Fibonacci series is a number sequence of 0, 1, 1, 2, 3, 5, 8, 13, 21, 34, 44, … It can be expressed by the formula below,
Fibonacci series grows almost as fast as the power of 2. Fn ~= 2^(0.694n).
Computation of Fibonacci Numbers
The naive approach to compute Fibonacci numbers is to recursion according to the formula of Fabonacci numbers.
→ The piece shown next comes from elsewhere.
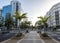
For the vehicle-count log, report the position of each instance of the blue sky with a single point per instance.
(34, 8)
A C implementation is given below,
/*
a naive approach of computing fibonacci series, the computation time also satisfy fabonacci series, since
fabonacci series grows almost as fast as power of 2, the computation is expoential time
*/
#include <stdio.h>
#include <stdlib.h>
unsigned long fibo(int n) {
if (n == 0) {
return 0;
} else if (n == 1) {
return 1;
} else {
return fibo(n-1) + fibo(n-2);
}
}
int main(int argc, char **argv) {
int n;
unsigned long res;
struct timeval stTime, edTime;
n = atoi(argv[1]);
gettimeofday(&stTime, NULL);
res = fibo(n);
gettimeofday(&edTime, NULL);
printf("%lu, time takes (%u:%u)\n", res, (unsigned int)(edTime.tv_sec - stTime.tv_sec), (unsigned int)(edTime.tv_usec - stTime.tv_usec));
}
Suppose the time takes to compute fibo(n-1) and fibo(n-2) are O(n-1) and O(n-2) respectively, then the time complexity of computing fibo(n) is O(n) = O(n-1) + O(n-2). The time complexity itself follows the Fibonacci series. Since we know Fn~= 2^(0.694n), then O(n) ~=2^(0.694n). The computation is exponential. And since O(n)~=(2^0.694)^n ~=1.62^n, compute the Fn+1 takes around 1.6 times longer than computing Fn.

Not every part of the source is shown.